For the Appellant Attorney M.P. Simelane
For Respondent Advocate A. Snider (Instructed by M. Sibandze)
 See Page 12, paragraph 5.10 of the Record of appeal.
 Tier 1 consists of the big operations of Nigeria and the Republic of South Africa, tier 2 is made up of the medium size operations found in Cameroon and tier 3 are the small size operators like the kingdom of Swaziland and the Republic of Rwanda.
 See Perumal v Tiger Brands (2007) 28 ILJ 2302 (LC) at paragraph 35.
 See National Union of Mineworkers and Others RSA v Geological Services a division of De Beers Consolidated Mines Ltd (2004) 25 ILJ 410 (ARB).
 See NUMSA and Others v Fibre Flair CC t/a Kango Canopies (2000) 6 BLLR 631 (LAC).

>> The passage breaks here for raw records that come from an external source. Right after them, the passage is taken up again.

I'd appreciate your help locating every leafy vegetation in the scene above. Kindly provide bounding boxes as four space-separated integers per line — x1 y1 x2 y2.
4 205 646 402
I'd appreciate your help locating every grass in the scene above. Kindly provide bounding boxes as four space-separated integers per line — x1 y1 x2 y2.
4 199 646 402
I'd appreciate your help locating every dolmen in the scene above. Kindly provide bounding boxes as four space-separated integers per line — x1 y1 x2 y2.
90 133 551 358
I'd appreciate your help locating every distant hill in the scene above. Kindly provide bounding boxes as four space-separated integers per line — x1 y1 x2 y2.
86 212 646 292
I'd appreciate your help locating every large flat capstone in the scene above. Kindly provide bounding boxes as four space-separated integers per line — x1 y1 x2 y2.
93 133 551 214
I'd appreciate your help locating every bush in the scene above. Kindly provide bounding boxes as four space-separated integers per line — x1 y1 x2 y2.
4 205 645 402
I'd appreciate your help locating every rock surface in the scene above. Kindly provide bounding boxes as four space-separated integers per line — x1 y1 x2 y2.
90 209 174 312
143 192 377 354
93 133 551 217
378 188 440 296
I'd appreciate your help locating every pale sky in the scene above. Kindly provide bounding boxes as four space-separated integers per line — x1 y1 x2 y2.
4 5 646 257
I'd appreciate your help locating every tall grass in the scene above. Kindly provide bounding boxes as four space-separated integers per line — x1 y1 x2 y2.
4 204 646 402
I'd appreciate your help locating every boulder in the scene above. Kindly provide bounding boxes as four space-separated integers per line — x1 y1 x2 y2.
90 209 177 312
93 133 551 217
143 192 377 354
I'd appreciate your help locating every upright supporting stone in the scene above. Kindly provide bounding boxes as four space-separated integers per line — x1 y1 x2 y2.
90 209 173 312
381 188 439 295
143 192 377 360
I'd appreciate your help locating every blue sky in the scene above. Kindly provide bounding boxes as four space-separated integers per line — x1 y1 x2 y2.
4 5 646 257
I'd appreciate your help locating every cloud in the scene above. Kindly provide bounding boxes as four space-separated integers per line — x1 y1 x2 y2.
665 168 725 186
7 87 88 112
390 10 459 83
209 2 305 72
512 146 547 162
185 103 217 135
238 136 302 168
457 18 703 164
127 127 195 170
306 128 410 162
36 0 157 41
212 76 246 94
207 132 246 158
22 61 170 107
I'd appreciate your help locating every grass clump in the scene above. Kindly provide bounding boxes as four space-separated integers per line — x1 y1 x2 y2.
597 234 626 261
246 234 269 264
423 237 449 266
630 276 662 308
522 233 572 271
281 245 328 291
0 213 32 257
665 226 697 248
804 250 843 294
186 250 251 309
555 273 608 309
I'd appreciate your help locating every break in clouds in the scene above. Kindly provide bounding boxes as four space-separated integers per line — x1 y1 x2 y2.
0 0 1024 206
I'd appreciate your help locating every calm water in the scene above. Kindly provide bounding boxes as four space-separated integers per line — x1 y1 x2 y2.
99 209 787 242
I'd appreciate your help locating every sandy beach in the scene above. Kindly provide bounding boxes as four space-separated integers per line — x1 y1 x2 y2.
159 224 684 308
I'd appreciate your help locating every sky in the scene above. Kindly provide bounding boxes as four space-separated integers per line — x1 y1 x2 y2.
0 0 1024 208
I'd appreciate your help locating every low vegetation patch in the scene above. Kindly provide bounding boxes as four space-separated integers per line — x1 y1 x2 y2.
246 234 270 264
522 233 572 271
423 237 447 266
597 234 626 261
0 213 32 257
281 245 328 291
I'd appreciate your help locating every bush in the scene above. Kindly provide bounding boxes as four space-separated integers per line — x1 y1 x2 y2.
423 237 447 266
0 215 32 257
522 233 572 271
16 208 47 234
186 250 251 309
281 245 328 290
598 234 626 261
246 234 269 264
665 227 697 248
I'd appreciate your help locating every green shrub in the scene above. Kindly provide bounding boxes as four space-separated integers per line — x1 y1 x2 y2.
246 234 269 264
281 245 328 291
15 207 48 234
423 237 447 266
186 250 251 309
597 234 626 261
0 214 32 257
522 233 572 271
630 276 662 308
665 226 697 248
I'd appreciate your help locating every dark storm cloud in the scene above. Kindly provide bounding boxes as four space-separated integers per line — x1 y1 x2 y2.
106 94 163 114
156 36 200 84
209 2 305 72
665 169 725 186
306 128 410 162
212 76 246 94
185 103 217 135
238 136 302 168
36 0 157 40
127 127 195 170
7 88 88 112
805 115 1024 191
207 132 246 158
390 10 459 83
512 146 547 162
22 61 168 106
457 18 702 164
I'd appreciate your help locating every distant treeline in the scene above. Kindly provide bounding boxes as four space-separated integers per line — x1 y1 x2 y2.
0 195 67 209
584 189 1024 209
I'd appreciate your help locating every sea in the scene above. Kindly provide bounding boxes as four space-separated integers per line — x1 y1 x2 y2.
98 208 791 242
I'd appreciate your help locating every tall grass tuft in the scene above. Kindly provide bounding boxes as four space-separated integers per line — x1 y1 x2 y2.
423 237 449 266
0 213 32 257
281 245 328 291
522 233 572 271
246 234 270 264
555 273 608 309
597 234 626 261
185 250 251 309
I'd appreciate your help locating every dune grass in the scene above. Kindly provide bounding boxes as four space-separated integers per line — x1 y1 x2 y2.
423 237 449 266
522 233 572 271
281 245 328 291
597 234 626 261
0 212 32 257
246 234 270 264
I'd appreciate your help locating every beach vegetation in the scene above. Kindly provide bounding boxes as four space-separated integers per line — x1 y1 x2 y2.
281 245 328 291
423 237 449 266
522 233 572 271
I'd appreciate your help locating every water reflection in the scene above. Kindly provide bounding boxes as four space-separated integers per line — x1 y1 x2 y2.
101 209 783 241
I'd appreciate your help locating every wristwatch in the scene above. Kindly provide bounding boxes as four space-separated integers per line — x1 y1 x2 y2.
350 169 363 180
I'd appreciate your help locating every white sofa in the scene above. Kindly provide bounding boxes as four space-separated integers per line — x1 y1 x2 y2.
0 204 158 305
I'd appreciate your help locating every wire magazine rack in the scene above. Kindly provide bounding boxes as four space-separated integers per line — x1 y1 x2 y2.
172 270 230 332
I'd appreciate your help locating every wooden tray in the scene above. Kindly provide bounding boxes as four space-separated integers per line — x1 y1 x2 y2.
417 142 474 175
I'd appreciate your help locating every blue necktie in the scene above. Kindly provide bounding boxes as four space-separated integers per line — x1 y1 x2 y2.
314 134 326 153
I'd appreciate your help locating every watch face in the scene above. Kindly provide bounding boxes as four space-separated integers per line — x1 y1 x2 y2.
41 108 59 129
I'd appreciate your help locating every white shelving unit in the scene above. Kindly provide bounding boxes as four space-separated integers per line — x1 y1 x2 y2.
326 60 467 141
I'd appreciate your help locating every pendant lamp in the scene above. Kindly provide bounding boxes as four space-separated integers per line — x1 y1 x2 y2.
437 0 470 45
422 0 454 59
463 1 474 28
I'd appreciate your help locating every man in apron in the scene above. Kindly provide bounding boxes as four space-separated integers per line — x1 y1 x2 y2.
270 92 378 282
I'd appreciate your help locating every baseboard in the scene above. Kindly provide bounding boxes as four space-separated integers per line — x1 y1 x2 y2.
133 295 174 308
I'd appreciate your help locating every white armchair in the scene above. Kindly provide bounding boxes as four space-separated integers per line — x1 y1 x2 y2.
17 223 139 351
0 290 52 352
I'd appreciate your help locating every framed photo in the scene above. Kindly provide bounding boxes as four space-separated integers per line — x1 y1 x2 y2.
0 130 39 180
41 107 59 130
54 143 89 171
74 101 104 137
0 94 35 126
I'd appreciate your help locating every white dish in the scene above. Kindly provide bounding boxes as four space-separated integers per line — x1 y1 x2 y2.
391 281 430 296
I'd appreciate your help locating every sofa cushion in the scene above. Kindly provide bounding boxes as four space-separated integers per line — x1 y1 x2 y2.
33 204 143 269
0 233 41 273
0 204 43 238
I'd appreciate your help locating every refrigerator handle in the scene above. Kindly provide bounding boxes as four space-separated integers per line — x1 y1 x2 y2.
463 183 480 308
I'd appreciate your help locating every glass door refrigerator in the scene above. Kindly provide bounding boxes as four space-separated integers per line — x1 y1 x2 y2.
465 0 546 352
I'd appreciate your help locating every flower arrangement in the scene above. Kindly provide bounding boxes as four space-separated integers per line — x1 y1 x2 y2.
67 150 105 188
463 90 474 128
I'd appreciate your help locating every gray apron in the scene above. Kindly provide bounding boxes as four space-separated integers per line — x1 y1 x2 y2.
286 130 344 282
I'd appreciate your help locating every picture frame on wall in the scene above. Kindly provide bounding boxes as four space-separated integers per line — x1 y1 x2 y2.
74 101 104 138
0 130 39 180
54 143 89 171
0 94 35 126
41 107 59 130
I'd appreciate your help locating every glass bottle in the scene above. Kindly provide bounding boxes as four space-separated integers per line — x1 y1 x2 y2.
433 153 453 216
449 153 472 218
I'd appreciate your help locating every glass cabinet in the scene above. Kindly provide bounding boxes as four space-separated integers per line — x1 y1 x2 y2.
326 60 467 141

 See Equity Aviation Services (Pty) Ltd v CCMA and Others (2008) 12 BLLR 1129 (CC) at paragraph 36
 See Sidumo v Rustenburg Platinum Mines Ltd (2007) 28 ILJ 2405 (CC) at paragraph 44; see also Vetorri 2013 SA Merc LJ 245.
 See Tshongweni v Ekurhuleni Metropolitan Municipality (2012) 33 ILJ 2847 (LAC) at paragraph 33; see also Kroukan v SA Airlink (Pty) Ltd (2005) 26 ILJ 2153 (LAC) paragraphs 117, 118.
 See Republican Press (Pty) Ltd CEPPWAWU and Others (2008) ISA 404 (SCA) at paragraph 20.
 See Billiton Aluminium SA Ltd t/a Hillside Aluminium v Khanyile 2010 BLLR 465 (CC)
 Namibia, at page 1403 paragraphs C-F.
 See RD Sharrock “Business Transactions Law” (2011) 489; see also Equity Aviation Services (Pty) Ltd v CCMA and Others.
 See Mzeku v Volkswagen SA (Pty) Ltd (2001) 22 ILJ 1575 (LAC) paragraphs 77-79.